Forgotten Books: The White Heart of Mojave

Black and white photo of the badlands of Zabriskie Point in Death Valley National Park - Photo: Stillgravity.
One of our photos of the badlands of Zabriskie Point in Death Valley National Park - License our images here.

The White Heart of Mojave covers the trip of Edna Brush Perkins and her friend Charlotte Hannahs Jordan through the Mojave Desert in 1920. The book was written by Edna and published two years later. 

An article on the website of Death Valley National Park says of this trip: 

Their adventure into Death Valley looked much less like a modern trip into the park today, bearing much more in common with the treacherous journey of the ‘49ers.  

49ers refer to the difficult travel through the desert of a group of pioneers going to California for gold in the late 1840s - details in Wikipedia.

Image from the book "The White Heart of Mojave" by Edna Brush Perkins - Photo: Public Domain.
Traveling through the desert in 1920. Photo from the book The White Heart of Mojave by Edna Brush Perkins - Public Domain.

We visited Death Valley in 2010 but, being summer, couldn't explore too much. The book of Edna Brush Perkins gave us new ideas for a winter trip. 

Some excerpts from the book and planning links follow. 

Ryolite is a typical American ruin. Its boom was very brief.

Rhyolite is a ghost town in Nevada 35 miles from the Furnace Creek Visitor Center and 4 miles west of the city of Beatty

The ruins are not inside the national park, they are in BLM land and their website has a map. There is more info about the old town in this page and in Google Maps.

Edna Brush Perkins also wrote about the dangers of travelling Death Valley and pointed to the remains of wagons buried near Stovepipe Wells. Likely, this is not the popular waystation used nowadays, it may be the original location on the other side of the Mesquite Flat Sand Dunes. 

Both the mountains and the valley were named because tragedies down on that white floor during pioneering and prospecting days.

One story is of a party of emigrants, men, women, and children, on the way to the gold-fields with all their household goods, who entered the valley by mistake and could not find a way out; another is of a party who were attacked by Indians and fought in a circle they made of their wagons until the last man was killed. The remains of the wagons are said to be buried in the sand near a place called Stovepipe Wells.

The book also mentions the gold mine of Keane Wonder

It was "Old Johnie," an habitué of Death Valley, coming home. He had an unworked gold-mine near Keane Wonder...

This is what the national park says about the access road to this mine: "Drive the Beatty Cutoff Road 5.7 miles north from Highway 190 to the marked dirt road for Keane Wonder Mine. Continue 2.8 miles to the parking area. The road is typically in rough condition and may require a high clearance vehicle with thick tires." Google map location here

Salt Creek was another place visited by Edna and Charlotte in 1920,

The curious streak in the bottom of Mesquite Valley was the swamp of Salt Creek.

There were quicksands there, that you could not get out of if you got in. Men and burros has been lost that way. 

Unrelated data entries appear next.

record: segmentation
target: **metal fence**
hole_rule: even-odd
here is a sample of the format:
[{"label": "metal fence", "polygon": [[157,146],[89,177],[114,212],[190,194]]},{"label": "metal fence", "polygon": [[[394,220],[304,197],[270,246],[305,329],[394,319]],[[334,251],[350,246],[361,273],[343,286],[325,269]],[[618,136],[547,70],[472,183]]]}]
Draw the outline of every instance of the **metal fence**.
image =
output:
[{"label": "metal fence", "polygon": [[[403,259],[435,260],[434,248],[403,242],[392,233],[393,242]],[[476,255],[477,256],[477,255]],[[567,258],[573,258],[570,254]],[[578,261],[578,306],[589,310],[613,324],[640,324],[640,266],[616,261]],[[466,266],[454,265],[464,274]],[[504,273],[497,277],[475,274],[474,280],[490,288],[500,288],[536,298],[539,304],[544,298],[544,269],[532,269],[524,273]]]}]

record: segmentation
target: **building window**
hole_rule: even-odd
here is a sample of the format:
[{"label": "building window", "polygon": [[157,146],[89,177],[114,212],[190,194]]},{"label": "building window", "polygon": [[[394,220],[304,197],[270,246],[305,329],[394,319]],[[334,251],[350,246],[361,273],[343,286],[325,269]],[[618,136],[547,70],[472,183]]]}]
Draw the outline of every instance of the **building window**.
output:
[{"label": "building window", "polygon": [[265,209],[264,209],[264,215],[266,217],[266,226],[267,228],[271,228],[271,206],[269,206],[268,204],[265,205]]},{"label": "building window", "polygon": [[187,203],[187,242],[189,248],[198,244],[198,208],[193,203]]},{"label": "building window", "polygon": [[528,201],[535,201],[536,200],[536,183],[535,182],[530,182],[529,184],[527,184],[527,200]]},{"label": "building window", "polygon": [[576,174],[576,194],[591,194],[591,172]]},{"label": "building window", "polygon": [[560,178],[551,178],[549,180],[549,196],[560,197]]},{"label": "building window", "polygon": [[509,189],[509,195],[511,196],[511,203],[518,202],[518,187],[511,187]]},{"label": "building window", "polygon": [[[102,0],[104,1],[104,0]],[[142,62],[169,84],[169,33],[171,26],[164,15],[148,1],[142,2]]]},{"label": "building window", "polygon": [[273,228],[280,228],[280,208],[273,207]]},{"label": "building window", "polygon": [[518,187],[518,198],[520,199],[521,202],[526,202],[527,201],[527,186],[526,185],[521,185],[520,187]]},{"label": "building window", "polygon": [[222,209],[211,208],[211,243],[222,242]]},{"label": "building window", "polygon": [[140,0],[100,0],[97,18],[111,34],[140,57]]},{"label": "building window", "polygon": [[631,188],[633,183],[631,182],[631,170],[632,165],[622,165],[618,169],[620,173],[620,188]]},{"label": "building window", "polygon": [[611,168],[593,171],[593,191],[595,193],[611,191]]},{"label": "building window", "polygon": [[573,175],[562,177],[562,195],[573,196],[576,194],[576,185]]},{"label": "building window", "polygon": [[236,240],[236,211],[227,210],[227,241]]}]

This place is 13 miles from Furnace Creek and there is a trailhead there. Check this page of Death Valley National Park for info and this is the location in Google Maps.

About the area of Furnace Creek, the author wrote: 

Furnace Creek Ranch, the irrigated farm in the bottom of the valley established long ago in connection with the original borax-works of the Twenty-Mule-Team brand.

This NPS page gives information about the historical Twenty Mule Teams.

Skidoo is another ghost town mentioned in the book.  

The town of Skidoo lay in a high valley shut off from a view by the surrounding hills.

The website of Western Mining History has information about Skidoo. The national park warns that "Skidoo is located off the Wildrose road on an unpaved high-clearance road not recommended for automobiles. Nothing remains of the actual townsite."

A hike to this summit may be interesting. 

Pinto Peak is on the west side of Emigrant Pass, overlooking the Panamint Valley and all the region to the foot of Mt.Whitney in the Sierra Nevada.

There is information to reach Pinto Peak in Summitpost. Check the location of this mountain in Google Maps, get hiking information for Death Valley National Park here, and refer to their Backcountry and wilderness access map.

The White Heart of Mojave: An Adventure with the Outdoors of the Desert is an old book with interesting perspectives. You can read it free in Project Gutenberg.